All Products
Search
Document Center

Container Service for Kubernetes:Custom priority-based scheduling for elastic resources

Last Updated:Mar 26, 2026

Custom elastic resource priority scheduling lets you define the order in which pods are scheduled across different resource types and node pools. Create a ResourcePolicy to set this order: during scale-out, pods are scheduled to resource units in the order you define; during scale-in, pods are removed in reverse order.

Warning

Do not use system-reserved labels such as alibabacloud.com/compute-class or alibabacloud.com/compute-qos in workload label selectors (for example, the spec.selector.matchLabels field of a Deployment). The system may modify these labels during custom priority scheduling, causing the controller to frequently rebuild pods and affecting application stability.

Prerequisites

Before you begin, ensure that you have:

  • An ACK managed cluster Pro edition, version 1.20.11 or later. For upgrade steps, see Manually upgrade a cluster.

  • A kube-scheduler version that meets the requirements for your ACK cluster version. See kube-scheduler for a full list of supported features per version.

    ACK version Scheduler version
    1.20 v1.20.4-ack-7.0 or later
    1.22 v1.22.15-ack-2.0 or later
    1.24 or later All versions supported
  • (Required for ECI resources) The ack-virtual-node component deployed in your cluster. See Use ECI in ACK.

Usage notes

  • Best-effort ordering: This feature uses a BestEffort policy. Pod scale-in does not strictly follow the reverse of the scheduling order in all cases.

  • Starting from scheduler version v1.x.x-aliyun-6.4, the default value of ignorePreviousPod changed to false, and ignoreTerminatingPod changed to true. Existing ResourcePolicy objects and subsequent updates are not affected.

  • This feature conflicts with pod-deletion-cost and cannot be used together.

  • This feature cannot be used with Elastic Container Instance (ECI) elastic scheduling implemented through ElasticResource. See Use ElasticResource for elastic scheduling of ECI pods.

  • The max field is available only in clusters of version 1.22 or later with scheduler version 5.0 or later.

  • When used with elastic node pools, this feature may cause node pools to create invalid nodes. To prevent this, include the elastic node pool in a unit and do not set the max field for that unit.

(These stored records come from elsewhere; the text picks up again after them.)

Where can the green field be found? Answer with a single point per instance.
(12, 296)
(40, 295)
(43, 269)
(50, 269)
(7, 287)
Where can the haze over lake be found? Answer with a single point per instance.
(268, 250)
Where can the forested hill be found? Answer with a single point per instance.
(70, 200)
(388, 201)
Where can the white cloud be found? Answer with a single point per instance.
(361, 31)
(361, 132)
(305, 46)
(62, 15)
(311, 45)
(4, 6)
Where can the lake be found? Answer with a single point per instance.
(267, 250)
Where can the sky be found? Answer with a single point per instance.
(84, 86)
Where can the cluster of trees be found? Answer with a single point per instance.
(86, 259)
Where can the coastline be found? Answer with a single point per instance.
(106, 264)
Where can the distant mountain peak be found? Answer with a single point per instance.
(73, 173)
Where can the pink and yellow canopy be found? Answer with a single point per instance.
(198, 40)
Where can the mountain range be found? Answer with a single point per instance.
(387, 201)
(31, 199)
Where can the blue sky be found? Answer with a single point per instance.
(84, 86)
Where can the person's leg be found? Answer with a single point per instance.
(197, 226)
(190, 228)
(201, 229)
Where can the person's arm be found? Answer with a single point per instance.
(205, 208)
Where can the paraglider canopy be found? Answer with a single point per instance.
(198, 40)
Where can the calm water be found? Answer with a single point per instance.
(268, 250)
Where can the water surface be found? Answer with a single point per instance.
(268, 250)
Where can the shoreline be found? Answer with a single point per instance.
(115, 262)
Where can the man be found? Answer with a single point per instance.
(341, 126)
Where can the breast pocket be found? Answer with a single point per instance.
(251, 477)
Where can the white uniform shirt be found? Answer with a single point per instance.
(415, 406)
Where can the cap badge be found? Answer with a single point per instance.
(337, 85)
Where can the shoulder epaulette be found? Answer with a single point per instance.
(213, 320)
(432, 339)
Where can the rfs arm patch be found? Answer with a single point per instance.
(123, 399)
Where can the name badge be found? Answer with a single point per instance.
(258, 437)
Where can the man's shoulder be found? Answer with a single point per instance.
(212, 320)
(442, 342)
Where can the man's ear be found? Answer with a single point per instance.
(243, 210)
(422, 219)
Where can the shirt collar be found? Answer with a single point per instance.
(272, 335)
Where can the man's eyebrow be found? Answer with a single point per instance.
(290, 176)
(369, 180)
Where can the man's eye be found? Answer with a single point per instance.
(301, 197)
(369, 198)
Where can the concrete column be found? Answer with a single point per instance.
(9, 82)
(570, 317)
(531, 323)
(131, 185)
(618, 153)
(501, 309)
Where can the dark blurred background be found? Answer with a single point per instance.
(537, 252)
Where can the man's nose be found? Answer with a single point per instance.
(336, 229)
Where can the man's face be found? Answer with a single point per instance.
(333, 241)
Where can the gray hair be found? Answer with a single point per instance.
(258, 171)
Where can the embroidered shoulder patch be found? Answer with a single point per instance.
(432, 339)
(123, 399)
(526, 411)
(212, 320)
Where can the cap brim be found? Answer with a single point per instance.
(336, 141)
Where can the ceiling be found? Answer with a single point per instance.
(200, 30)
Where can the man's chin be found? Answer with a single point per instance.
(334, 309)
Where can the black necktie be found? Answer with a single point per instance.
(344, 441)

  • If your scheduler version is earlier than 5.0 or your cluster version is 1.20 or earlier, pods that exist before the ResourcePolicy is created are the first to be scaled in.

  • If your scheduler version is earlier than 6.1 or your cluster version is 1.20 or earlier, do not modify a ResourcePolicy while its associated pods are not completely deleted.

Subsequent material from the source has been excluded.